Director: Russell Mulcahy
Writer: Richard Christian Matheson
Cast: Brion James, Michelle Johnson, Billy Wirth, John Kassir, Dan Martin, Alan Palo, and Tony Pierce
Composer: Brian May
Air Date: 8/7/1991
Having recently married Steve Dixon (Brion James), the hot-tempered manager of a lumber camp, waitress Liz (Michelle Johnson) remains unable to alleviate her perpetual boredom. When Ted—a handsome and physically fit contestant in a local woodcutting competition—arrives at the camp, Liz plays a dangerous game of seduction in order to entertain herself.
By employing one-dimensional characters in conjunction with cartoonish dialogue, “Split Second” earns its reputation as the quintessential Tales from the Crypt episode. Also worth praising, a brutal but satisfying twist in the final scene will appeal to those with a compelling desire for justice.

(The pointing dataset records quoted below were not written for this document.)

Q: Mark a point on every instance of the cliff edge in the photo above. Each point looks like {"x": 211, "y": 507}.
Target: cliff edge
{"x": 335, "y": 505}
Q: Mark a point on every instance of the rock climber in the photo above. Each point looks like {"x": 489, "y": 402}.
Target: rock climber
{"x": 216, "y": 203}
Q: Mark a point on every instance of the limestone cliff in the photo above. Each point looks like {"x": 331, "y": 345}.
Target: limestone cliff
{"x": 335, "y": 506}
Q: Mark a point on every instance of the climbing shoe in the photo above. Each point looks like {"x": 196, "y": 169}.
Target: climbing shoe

Upon perceiving another man’s challenge for the affections of his wife, Steve responds by erupting into animalistic fits of rage—a suitable complement to the visage of Brion James, whose primitive yet formidable features resemble those of a typical caveman drawing. The performance of James will thus evoke a primal sense of terror from viewers of a sensitive nature, especially when coupled with the inarticulate, partially slurred accusations made by Steve following his transformation into a raving lunatic. (The absence of a sympathetic and fully developed protagonist may, however, prevent the audience from caring about the severe threat posed by Steve.)

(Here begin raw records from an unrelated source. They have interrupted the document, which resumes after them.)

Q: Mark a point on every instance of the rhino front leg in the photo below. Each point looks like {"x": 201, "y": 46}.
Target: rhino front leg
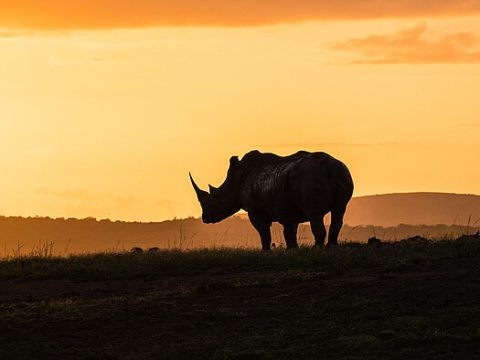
{"x": 290, "y": 234}
{"x": 318, "y": 230}
{"x": 263, "y": 227}
{"x": 335, "y": 226}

According to wise-cracking lumberjack Snaz (Dan Martin), Steve was a “helluva guy” prior to marrying Liz—possibly a statement on the effect that toxic women can have on even the most noble of men. It should nevertheless be noted that Steve’s character transition is implied to span less than a week, thereby further hampering the credibility of an over-the-top—if not thoroughly unrealistic—episode.

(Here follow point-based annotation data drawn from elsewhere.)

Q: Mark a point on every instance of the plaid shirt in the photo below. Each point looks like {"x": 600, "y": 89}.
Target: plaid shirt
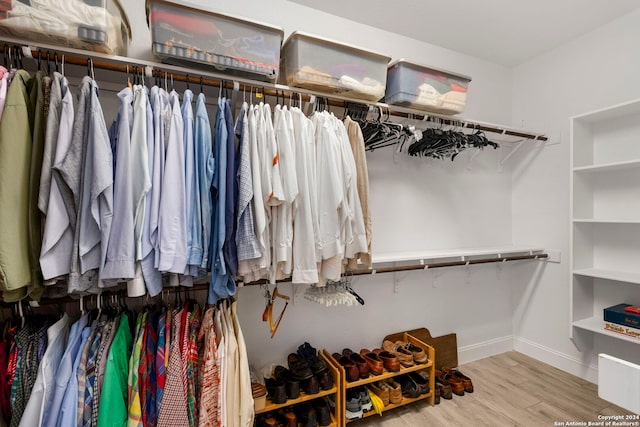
{"x": 173, "y": 409}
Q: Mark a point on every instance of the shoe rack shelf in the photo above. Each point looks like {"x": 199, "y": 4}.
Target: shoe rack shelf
{"x": 304, "y": 397}
{"x": 429, "y": 366}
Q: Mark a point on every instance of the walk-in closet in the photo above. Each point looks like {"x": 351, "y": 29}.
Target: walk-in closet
{"x": 294, "y": 214}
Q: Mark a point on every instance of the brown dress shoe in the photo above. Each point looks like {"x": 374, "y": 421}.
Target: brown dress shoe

Despite emulating the exaggerated narrative style of an EC Comics tale, “Split Second” contains a relevant life lesson about defending the honor of those who have none (e.g. Liz, a promiscuous and remarkably disloyal wife).
A delightfully gruesome episode, “Split Second” should be requisite viewing for fans of the horror/comedy crossover genre. Especially commendable is the character of Steve, whose presence embodies a more fearsome quality than that of any fictitious monster featured in Tales from the Crypt.